Yet another controversial study on the Intelligent Quotient (IQ) has just been published by Nature (30 March 2006), and once again I have a hard time seeing what the controversy is all about. The study, by a group led by Philip Shaw at the National Institute of Mental Health in Bethesda, Maryland, tracked the growth of the brains of 300 children from age 6 to 19. The children were scored for their IQ early on in the study, and divided into three groups according to their IQ score. The researchers noticed that the bottom third of the distribution was also characterized by a thinner cortex (the area of the brain devoted to memory) and especially prefrontal cortex (where reasoning and planning are carried out). Interestingly, however, these children’s cortex eventually caught up with the rest of the group by age 19, recovering normal thickness.
This study indicates that there is some relationship between a measure of cognitive ability (IQ) and some physical characteristic of the brain. While interesting, this should be neither surprising nor controversial: after all, nobody would be shocked by the discovery that someone’s aerobic capacity is a function, among other things, of his lungs’ capacity. Of course mental functioning is related to brain structure: where else would it come from?
Also, the study is entirely agnostic about the nature-nurture controversy: we don’t know if the initial disparity among children was due to genetic or environmental factors (or, more likely, to some complex interaction between the two). Again using the lung-respiration analogy: some people may have larger lungs because of their genetic make-up, though we also know that the environment has a significant effect on shaping lung capacity, because of a widespread phenomenon in the biological world, known as phenotypic plasticity (most of my scientific career has been devoted to that topic, incidentally).
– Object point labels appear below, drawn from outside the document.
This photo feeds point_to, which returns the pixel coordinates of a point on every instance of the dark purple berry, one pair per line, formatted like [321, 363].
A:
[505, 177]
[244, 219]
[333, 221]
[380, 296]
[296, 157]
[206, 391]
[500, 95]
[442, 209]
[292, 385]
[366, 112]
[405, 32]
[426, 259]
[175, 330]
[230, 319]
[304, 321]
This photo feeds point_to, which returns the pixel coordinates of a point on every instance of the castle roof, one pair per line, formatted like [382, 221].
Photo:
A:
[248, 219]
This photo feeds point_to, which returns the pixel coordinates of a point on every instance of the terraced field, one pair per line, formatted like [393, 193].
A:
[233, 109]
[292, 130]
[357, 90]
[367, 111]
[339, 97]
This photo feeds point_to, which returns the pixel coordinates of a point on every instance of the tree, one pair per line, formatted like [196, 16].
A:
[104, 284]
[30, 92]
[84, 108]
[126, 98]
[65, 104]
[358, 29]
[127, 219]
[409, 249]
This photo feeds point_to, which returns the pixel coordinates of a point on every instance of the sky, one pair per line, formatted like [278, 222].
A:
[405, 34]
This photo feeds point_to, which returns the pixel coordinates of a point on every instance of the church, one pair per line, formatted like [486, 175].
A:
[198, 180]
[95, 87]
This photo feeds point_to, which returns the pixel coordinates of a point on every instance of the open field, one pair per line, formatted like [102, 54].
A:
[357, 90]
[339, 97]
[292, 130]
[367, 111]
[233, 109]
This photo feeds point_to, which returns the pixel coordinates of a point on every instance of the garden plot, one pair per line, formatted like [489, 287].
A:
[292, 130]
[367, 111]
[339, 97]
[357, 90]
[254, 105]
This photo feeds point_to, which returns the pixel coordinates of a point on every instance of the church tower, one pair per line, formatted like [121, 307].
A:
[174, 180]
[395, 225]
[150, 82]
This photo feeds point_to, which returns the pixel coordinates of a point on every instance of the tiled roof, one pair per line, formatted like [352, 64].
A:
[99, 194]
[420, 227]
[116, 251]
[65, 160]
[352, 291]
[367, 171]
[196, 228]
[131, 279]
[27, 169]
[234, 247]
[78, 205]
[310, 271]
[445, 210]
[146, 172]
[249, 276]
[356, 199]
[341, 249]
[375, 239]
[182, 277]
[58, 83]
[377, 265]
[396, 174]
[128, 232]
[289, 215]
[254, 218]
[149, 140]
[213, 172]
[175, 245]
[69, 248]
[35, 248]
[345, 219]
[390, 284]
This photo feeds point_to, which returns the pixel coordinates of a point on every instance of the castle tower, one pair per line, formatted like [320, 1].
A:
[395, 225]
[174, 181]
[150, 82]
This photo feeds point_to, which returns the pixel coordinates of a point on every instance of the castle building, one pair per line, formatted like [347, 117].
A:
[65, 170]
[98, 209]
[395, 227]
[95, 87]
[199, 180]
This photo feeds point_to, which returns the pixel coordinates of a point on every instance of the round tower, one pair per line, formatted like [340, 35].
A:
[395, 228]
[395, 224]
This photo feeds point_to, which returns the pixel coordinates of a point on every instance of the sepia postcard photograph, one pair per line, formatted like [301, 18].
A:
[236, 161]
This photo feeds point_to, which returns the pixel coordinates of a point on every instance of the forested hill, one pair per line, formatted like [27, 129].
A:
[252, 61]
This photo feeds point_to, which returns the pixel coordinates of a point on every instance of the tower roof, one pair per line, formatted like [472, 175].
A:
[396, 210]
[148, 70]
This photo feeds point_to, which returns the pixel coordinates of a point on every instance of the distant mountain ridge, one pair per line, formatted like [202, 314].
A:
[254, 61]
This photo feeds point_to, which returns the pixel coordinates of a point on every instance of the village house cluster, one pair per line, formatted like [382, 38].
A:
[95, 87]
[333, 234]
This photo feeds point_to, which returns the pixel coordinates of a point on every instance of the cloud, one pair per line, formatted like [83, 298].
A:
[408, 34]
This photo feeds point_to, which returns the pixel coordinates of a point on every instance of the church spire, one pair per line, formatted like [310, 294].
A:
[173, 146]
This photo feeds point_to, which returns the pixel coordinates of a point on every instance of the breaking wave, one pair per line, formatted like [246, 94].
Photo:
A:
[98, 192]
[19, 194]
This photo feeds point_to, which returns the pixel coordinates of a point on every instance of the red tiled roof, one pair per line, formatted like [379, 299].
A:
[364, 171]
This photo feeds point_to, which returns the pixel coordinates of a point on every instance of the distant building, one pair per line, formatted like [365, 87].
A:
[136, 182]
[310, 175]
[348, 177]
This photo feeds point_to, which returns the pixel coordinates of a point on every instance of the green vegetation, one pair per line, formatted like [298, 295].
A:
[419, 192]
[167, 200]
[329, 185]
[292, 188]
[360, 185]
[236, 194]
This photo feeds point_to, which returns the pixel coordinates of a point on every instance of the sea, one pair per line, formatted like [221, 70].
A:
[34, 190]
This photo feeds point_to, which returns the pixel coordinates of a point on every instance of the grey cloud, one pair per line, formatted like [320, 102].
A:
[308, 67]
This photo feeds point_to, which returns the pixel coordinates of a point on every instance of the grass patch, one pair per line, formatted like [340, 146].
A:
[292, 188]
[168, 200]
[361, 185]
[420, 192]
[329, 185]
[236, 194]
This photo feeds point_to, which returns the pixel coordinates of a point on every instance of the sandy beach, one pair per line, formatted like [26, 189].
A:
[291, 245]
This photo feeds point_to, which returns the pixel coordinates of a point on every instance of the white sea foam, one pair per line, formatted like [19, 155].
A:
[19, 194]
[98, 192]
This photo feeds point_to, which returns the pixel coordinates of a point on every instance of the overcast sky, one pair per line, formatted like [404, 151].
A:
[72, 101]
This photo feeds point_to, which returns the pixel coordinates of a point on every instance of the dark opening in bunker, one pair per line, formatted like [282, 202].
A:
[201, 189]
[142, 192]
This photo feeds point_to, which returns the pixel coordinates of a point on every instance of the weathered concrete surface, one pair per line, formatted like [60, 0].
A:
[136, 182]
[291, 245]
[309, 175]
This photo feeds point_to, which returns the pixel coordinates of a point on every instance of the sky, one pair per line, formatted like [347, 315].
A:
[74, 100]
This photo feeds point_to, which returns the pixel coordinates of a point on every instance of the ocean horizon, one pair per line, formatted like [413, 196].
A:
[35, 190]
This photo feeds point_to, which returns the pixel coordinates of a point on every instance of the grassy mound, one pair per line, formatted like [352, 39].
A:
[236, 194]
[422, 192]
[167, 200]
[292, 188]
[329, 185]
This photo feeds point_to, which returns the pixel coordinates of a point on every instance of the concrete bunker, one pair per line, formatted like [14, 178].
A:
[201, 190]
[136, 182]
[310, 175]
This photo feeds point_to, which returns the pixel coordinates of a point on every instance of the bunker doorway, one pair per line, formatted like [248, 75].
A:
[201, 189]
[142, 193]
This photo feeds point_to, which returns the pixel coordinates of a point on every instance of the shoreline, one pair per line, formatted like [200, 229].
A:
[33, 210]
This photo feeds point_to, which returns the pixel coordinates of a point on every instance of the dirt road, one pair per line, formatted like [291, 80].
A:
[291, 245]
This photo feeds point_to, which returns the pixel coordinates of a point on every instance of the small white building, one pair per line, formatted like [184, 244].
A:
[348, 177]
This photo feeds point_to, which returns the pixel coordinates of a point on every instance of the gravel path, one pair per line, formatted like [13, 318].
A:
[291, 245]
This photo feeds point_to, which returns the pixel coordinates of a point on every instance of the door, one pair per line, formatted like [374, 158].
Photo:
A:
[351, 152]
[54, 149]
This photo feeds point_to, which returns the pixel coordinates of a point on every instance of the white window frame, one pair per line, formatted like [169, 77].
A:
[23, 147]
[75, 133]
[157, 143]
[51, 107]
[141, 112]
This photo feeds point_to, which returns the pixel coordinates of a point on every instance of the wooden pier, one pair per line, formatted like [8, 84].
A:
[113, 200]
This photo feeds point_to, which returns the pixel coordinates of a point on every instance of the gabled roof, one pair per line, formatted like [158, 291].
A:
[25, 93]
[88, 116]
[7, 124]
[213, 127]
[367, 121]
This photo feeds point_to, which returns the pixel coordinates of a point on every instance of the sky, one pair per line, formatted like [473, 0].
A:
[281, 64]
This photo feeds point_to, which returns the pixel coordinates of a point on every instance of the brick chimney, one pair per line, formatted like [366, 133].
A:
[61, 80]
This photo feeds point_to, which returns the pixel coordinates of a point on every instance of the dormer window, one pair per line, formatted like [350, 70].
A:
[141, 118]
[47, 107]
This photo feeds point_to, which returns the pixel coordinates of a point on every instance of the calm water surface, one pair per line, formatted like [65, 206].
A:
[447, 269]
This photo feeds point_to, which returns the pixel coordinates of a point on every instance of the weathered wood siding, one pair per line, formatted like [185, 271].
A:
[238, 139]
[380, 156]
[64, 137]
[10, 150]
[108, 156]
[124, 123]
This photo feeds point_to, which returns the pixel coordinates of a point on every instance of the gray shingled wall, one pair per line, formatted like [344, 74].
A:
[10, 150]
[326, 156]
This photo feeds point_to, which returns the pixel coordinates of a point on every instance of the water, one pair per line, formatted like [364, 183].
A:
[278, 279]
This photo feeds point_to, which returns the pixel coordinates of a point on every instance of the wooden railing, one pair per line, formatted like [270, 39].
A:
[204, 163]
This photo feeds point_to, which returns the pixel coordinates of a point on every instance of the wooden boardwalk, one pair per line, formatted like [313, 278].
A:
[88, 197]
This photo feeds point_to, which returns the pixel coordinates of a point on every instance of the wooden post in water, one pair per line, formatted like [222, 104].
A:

Indeed, the fact that the children who started with a low thickness of their cortex caught up by the end of their teenage years seems to indicate a good degree of plasticity in brain growth, and suggests that if we really wish to use IQ for whatever purpose (it is significantly correlated with performance in formal school settings), we ought to measure it repeatedly throughout the growth of an individual and adjust our expectations accordingly.
A long-time critic of IQ studies, Steven Rose (Open University, UK) questioned the study by saying that “performance on cognitive tasks depends on a large number of factors, from emotive state to recall ability, and the IQ approach ignores all of these.” The first part of that statement is certainly true, but then again, it is a bit sterile to argue that one cannot do research because things are just to damn complex. If that attitude were generally adopted by scientists we would have made no progress since the ancient Greeks. The second part of Rose’s criticism misses the point: IQ measures are not meant to pinpoint any particular causal mechanism, they are simply a (probably simplistic) overall measure of a certain type of intellectual performance. Rose is of course countering the equally insane tendency on the other side of the debate, to automatically assume that IQ scores are the result of genetic rather than environmental factors (as in the controversial, and scientifically extremely naïve book “The Bell Curve,” by Murray and Herrnstein). IQ is in fact analogous to lung capacity: it measures something (though the latter is a much more straightforward biologically indicator), but it tells us precisely nothing about the causal pathways producing that particular measure. Therefore, studies like the one by Shaw and collaborators should be welcome as tiny steps toward understanding, rather than either embraced or rejected automatically, depending on one’s a priori ideological positions.